Before the pandemic, CIOs weren’t wrestling with these types of questions very much. The traditional CIO role focused more on DR because it’s more directly related to the tech stack. COVID-19 has changed the role of the CIO in that they now need to be part of the conversation around business continuity and how to keep processes moving even if a piece of technology fails.
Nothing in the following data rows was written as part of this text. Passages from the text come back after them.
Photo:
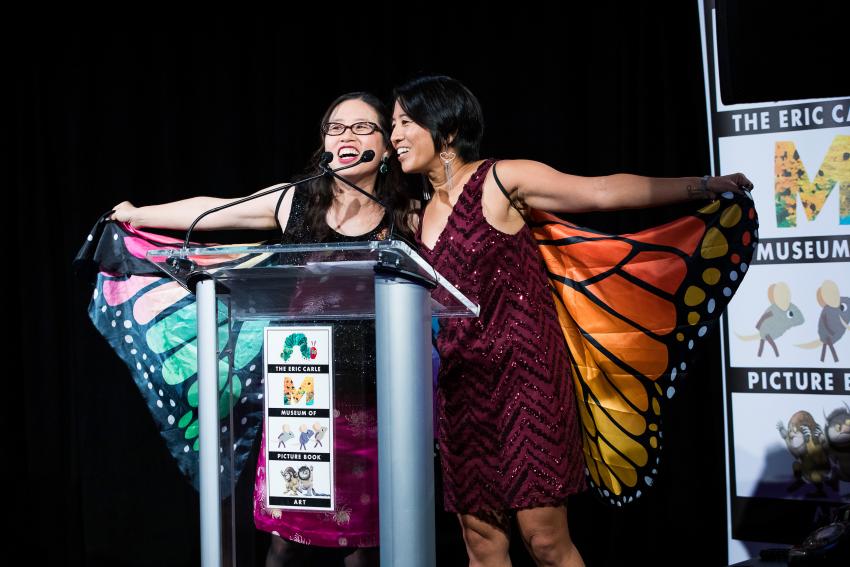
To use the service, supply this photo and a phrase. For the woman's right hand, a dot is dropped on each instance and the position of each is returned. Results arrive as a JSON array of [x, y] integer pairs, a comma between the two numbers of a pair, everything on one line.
[[123, 212]]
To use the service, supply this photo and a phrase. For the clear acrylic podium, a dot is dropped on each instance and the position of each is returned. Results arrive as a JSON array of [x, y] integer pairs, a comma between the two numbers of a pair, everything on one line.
[[383, 280]]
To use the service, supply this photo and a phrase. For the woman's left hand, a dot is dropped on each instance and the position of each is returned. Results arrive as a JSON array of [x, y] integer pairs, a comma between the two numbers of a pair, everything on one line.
[[734, 182]]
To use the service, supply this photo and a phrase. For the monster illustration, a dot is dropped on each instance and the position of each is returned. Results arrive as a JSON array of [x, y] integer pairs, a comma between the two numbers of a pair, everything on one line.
[[807, 444], [305, 436], [838, 442], [321, 431], [305, 481], [290, 477]]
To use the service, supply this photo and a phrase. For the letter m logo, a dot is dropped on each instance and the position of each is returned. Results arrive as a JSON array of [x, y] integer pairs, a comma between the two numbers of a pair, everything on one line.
[[793, 180]]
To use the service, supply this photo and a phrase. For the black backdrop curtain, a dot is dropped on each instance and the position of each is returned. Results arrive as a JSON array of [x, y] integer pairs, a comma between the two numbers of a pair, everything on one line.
[[150, 109]]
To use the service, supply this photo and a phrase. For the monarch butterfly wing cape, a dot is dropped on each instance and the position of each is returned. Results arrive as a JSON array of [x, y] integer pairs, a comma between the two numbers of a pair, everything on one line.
[[634, 309], [151, 323]]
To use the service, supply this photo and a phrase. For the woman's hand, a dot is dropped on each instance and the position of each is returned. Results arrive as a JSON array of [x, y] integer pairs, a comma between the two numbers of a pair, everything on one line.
[[711, 187], [123, 212]]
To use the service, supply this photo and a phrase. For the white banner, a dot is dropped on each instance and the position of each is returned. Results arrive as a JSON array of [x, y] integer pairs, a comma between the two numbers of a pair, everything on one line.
[[786, 340]]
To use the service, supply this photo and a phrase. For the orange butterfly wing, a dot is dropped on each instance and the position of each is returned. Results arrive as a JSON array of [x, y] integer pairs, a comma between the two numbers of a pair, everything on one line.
[[633, 309]]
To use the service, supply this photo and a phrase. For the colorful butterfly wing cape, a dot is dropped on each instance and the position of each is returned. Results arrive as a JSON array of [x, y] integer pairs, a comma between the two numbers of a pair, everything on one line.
[[634, 309], [151, 323]]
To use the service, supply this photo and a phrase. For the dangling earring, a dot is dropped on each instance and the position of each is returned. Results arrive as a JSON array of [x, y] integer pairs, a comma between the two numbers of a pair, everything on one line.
[[447, 158]]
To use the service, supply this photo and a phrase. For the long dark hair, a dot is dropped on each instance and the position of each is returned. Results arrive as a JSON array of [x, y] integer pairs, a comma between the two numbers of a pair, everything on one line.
[[447, 109], [390, 187]]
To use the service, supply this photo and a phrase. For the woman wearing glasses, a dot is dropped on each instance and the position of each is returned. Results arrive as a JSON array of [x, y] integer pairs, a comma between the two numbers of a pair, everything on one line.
[[504, 376], [326, 210]]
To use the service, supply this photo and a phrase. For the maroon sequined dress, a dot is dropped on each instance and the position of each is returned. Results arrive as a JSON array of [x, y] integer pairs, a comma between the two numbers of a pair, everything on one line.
[[509, 434]]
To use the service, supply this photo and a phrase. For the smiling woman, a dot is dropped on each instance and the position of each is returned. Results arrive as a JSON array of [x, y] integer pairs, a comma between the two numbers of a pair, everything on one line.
[[504, 377], [326, 210]]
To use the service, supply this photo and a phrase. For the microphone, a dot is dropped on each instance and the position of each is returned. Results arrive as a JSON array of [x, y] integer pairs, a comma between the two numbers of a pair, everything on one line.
[[366, 156]]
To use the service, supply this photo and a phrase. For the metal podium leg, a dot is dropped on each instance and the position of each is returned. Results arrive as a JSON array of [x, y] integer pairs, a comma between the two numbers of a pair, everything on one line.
[[405, 423], [208, 422]]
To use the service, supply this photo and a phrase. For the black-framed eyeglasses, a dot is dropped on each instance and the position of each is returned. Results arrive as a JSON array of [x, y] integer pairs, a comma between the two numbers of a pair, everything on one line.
[[337, 129]]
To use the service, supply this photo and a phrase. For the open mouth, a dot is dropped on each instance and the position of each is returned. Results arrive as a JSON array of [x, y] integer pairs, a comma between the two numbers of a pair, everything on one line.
[[348, 155]]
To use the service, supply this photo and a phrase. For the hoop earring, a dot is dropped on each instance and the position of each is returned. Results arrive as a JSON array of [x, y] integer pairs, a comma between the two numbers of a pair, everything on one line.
[[447, 158]]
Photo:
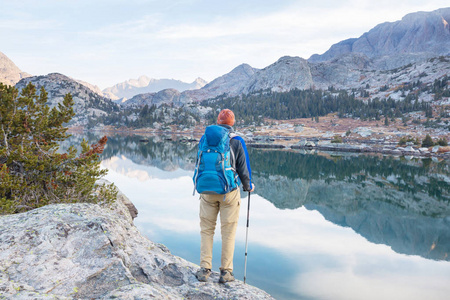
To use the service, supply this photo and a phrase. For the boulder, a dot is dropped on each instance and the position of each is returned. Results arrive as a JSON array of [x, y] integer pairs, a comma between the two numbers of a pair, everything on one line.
[[86, 251]]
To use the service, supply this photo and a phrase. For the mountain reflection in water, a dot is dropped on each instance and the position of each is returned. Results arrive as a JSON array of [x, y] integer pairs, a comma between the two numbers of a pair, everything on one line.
[[404, 204]]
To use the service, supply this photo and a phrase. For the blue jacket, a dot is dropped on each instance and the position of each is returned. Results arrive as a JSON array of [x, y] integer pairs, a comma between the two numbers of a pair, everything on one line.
[[242, 160]]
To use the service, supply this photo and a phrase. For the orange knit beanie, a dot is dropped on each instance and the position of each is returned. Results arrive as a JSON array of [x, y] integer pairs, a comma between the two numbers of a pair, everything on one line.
[[226, 117]]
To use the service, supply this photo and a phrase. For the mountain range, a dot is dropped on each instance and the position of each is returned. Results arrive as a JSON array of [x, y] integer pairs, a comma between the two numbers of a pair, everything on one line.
[[144, 84], [417, 47]]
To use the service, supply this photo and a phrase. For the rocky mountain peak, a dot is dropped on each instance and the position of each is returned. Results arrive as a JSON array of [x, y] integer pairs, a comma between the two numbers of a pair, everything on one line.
[[10, 74], [285, 74], [423, 34], [86, 102]]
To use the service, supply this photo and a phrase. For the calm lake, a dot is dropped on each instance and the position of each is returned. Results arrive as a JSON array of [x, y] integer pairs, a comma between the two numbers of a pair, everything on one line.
[[322, 226]]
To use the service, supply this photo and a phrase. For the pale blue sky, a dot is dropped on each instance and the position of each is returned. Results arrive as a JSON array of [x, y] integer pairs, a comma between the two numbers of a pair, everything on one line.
[[106, 42]]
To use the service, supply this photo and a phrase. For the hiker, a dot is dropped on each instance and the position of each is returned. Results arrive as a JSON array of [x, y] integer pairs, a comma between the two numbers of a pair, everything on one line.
[[214, 200]]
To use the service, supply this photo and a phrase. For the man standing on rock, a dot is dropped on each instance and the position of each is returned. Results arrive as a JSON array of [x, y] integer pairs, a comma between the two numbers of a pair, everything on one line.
[[220, 147]]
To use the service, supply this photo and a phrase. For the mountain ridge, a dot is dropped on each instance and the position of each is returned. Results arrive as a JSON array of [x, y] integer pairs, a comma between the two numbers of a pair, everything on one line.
[[130, 88]]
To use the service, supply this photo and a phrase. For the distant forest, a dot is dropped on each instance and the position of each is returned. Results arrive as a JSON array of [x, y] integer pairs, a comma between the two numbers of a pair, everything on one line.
[[252, 108]]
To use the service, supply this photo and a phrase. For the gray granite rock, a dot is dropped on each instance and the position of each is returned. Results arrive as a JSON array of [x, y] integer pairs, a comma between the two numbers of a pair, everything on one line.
[[85, 251]]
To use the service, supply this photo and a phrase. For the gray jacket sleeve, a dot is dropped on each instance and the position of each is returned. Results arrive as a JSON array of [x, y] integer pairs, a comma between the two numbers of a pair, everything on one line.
[[241, 164]]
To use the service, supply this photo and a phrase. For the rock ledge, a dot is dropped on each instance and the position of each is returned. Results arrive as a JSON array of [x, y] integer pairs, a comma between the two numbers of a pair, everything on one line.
[[85, 251]]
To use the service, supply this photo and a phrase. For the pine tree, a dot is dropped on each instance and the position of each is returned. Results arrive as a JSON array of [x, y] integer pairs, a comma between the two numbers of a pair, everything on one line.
[[32, 171]]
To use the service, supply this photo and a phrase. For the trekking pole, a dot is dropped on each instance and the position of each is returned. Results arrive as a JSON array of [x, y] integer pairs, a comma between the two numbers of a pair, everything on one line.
[[246, 238]]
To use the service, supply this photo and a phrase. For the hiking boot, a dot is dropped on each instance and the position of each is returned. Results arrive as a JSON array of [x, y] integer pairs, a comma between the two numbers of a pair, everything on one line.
[[226, 276], [203, 274]]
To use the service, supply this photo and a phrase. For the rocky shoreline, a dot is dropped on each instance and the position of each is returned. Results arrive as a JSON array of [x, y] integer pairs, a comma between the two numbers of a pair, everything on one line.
[[88, 251], [386, 149]]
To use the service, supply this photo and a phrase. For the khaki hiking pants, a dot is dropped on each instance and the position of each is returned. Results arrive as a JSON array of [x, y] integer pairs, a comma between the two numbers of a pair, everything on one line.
[[210, 205]]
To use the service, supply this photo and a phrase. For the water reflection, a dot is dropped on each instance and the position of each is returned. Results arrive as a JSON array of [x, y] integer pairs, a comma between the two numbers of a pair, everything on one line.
[[304, 218]]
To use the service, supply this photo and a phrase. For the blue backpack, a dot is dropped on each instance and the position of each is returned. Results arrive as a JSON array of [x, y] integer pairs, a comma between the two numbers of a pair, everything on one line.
[[214, 173]]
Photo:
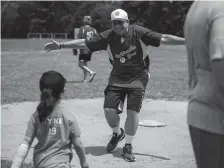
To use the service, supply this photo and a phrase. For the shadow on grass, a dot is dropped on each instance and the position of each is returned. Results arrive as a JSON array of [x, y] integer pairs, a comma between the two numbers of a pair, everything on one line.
[[7, 164], [101, 150]]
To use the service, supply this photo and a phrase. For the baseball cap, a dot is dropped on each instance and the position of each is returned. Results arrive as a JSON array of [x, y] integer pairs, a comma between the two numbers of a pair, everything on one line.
[[119, 14]]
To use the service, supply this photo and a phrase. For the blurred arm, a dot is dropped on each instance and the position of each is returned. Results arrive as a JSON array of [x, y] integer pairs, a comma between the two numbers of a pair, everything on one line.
[[216, 44], [77, 44], [172, 40]]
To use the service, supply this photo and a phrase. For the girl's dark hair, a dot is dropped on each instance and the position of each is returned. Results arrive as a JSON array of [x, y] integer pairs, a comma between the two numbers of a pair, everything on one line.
[[51, 85]]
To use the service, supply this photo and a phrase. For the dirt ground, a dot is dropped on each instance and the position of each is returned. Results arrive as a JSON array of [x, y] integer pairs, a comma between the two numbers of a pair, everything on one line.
[[160, 147]]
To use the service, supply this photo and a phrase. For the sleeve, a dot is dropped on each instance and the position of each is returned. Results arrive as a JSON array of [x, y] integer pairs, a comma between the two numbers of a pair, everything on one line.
[[216, 43], [75, 129], [149, 37], [31, 130], [80, 34], [98, 42]]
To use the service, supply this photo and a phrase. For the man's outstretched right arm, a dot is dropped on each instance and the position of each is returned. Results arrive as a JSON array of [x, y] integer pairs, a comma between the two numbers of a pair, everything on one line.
[[76, 44]]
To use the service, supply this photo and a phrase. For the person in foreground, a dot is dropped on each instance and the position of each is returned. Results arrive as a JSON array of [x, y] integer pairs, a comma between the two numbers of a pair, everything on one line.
[[54, 127], [204, 33], [127, 47]]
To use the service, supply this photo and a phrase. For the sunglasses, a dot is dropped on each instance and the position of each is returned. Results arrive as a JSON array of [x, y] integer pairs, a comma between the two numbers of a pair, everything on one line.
[[117, 22]]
It should be noted that practice makes perfect when it comes to BC/DR. You need an accountable person or team who is really focused on this effort – read as: not doing it as a side task on top of their other responsibilities. They need to be in charge of extensive documentation and regular, ongoing testing and practicing so that when something happens, it’s almost like an automatic reaction or “muscle memory” to initiate the BC/DR plans and keep the wheels turning.

Disrupt Potential Disruptions

There’s no shortage of challenges facing companies and their data, but the right resources, properly leveraged, can deliver the IT resiliency they need to protect their data and blunt the impact of a cyber-attack or other disaster.

By creating a risk-aware culture; consolidating their tech footprint while automating out the potential for human error; and practicing effective BC/DR, companies will find that they have powerful resources at their disposal to prevent a raft of potential disasters from disrupting their company’s operations.